Saturday, April 22, 2023

Morning Bible Study: Job 10:1-7

10:1 I am disgusted with my life.

I will give vent to my complaint

and speak in the bitterness of my soul.

I will say to God,

“Do not declare me guilty!

Let me know why you prosecute me.

Is it good for you to oppress,

to reject the work of your hands,

and favor the plans of the wicked?

Do you have eyes of flesh,

or do you see as a human sees?

Are your days like those of a human,

or your years like those of a man,

that you look for my iniquity

and search for my sin,

even though you know that I am not wicked

and that there is no one who can rescue from your power?


Commentary
(the following is from Matthew Henry's Concise Commentary, 1706 -- www.christianity.com)
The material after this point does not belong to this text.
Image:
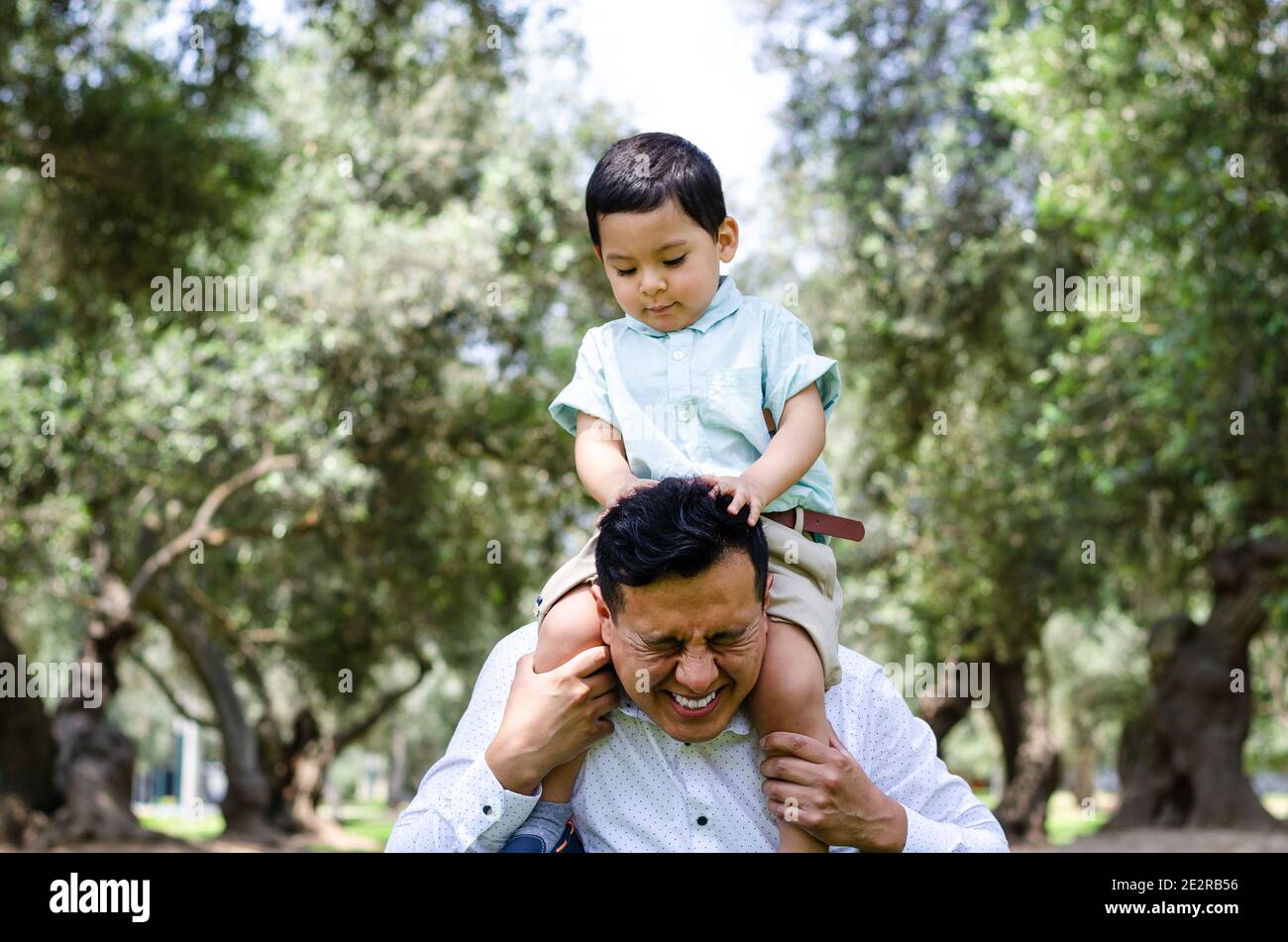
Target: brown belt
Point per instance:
(825, 524)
"Job, being weary of his life, resolves to complain, but he will not charge God with unrighteousness. Here is a prayer that he might be delivered from the sting of his afflictions, which is sin. When God afflicts us, he contends with us; when he contends with us, there is always a reason; and it is desirable to know the reason, that we may repent of and forsake the sin for which God has a controversy with us. But when, like Job, we speak in the bitterness of our souls, we increase guilt and vexation. 

Let us harbor no hard thoughts of God; we shall hereafter see there was no cause for them. Job is sure that God does not discover things, nor judge of them, as men do; therefore he thinks it strange that God continues him under affliction, as if he must take time to inquire into his sin."

Friday, April 21, 2023

Morning Bible Study: Job 9:25-35

25 My days fly by faster than a runner;
they flee without seeing any good.
26 They sweep by like boats made of papyrus,
like an eagle swooping down on its prey.
27 If I said, “I will forget my complaint,
change my expression, and smile,”
28 I would still live in terror of all my pains.
I know you will not acquit me.
29 Since I will be found guilty,
why should I struggle in vain?
30 If I wash myself with snow,
and cleanse my hands with lye,
31 then you dip me in a pit of mud,
and my own clothes despise me!
32 For he is not a man like me, that I can answer him,
that we can take each other to court.
33 There is no mediator between us,
to lay his hand on both of us.
34 Let him take his rod away from me
so his terror will no longer frighten me.
35 Then I would speak and not fear him.
But that is not the case; I am on my own.

Commentary
(the following is from Matthew Henry's Concise Commentary, 1706 -- www.christianity.com) 

"What little need have we of pastimes, and what great need to redeem time, when it runs on so fast towards eternity! How vain the enjoyments of time, which we may quite lose while yet time continues!

Job's complaint of God, as one that could not be appeased and would not relent, was the language of his corruption. There is a Mediator for us, God's own beloved Son, who has purchased peace for us with the blood of his cross, who is able to save to the uttermost all who come to God through him. If we trust in his name, our sins will be buried in the depths of the sea, we shall be washed from all our filthiness, and made whiter than snow, so that none can lay any thing to our charge. We shall be clothed with the robes of righteousness and salvation, adorned with the graces of the Holy Spirit, and presented faultless before the presence of his glory with exceeding joy. 

May we learn the difference between justifying ourselves, and being thus justified by God himself. Let the tempest-tossed soul consider Job, and notice that others have passed this dreadful gulf; and though they found it hard to believe that God would hear or deliver them, yet he rebuked the storm, and brought them to the desired haven. 

Resist the devil; give not place to hard thoughts of God, or desperate conclusions about thyself. Come to Him who invites the weary and heavy laden; who promises in nowise to cast them out."